Despite the show’s late start, Yaso quickly got on stage and immediately started singing. In between some songs, she described the significance of the piece in Hebrew to the audience. Hillel’s Israel fellow, Yael Gertel, translated.
Yaso’s show was trilingual — of the 10 songs she performed, most were in Hebrew, two in English and one, a Moroccan song, was in Arabic. Mike Silver, a senior computer science major and the president of TerPAC, said, “It’s pretty amazing to hear an Israeli singer sing a Moroccan song in Arabic.”
Most of the songs Yaso preformed were covers of songs she had an emotional connection to. For example, she sang “Yerushalayim Shel Zahav,” or “Jerusalem of Gold,” a popular song about Israeli pride.
Junior public health major Michael Samuels said “Jerusalem of Gold” in particular made an impact on him.
“That girl can sing,” Samuels said. “That last song gave me the chills.”
Joshua Eisdorfer, a freshman mechanical engineering major, said Yaso “defines what Israel is to me … born to immigrant parents and was able to work hard and become a giant star.”

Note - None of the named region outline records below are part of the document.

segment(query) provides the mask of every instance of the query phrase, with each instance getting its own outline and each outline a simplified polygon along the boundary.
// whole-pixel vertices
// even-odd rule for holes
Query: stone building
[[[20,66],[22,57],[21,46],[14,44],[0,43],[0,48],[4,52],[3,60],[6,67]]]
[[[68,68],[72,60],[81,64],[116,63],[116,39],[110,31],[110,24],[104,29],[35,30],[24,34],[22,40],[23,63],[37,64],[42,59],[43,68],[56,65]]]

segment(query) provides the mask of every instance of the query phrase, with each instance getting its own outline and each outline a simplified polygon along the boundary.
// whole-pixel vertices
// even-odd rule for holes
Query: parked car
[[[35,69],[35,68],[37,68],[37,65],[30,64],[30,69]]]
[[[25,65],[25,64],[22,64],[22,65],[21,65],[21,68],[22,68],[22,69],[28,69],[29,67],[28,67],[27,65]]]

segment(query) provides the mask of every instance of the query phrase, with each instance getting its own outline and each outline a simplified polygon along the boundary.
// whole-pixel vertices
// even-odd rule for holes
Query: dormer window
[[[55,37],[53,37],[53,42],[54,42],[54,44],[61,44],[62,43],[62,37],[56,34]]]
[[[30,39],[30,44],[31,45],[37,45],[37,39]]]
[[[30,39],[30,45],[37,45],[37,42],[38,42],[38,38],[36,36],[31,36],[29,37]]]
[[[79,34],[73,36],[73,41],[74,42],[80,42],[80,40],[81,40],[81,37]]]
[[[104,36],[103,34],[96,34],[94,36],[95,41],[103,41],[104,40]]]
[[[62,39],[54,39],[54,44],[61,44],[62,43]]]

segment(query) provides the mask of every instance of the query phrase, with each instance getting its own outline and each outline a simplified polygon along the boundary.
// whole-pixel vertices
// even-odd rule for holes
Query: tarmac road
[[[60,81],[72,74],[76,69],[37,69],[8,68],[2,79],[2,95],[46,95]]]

Jonathan Fine, a student in the Golden ID program studying Hebrew, said the performance moved him to tears.
“I think she is going to go far,” he said.
Sophomore journalism major Leo Traub said he was impressed by Yaso’s success story.
“It is cool that she is daughter of Ethiopian immigrants and is seen as a minority and is able to easily rise to stardom,” he said.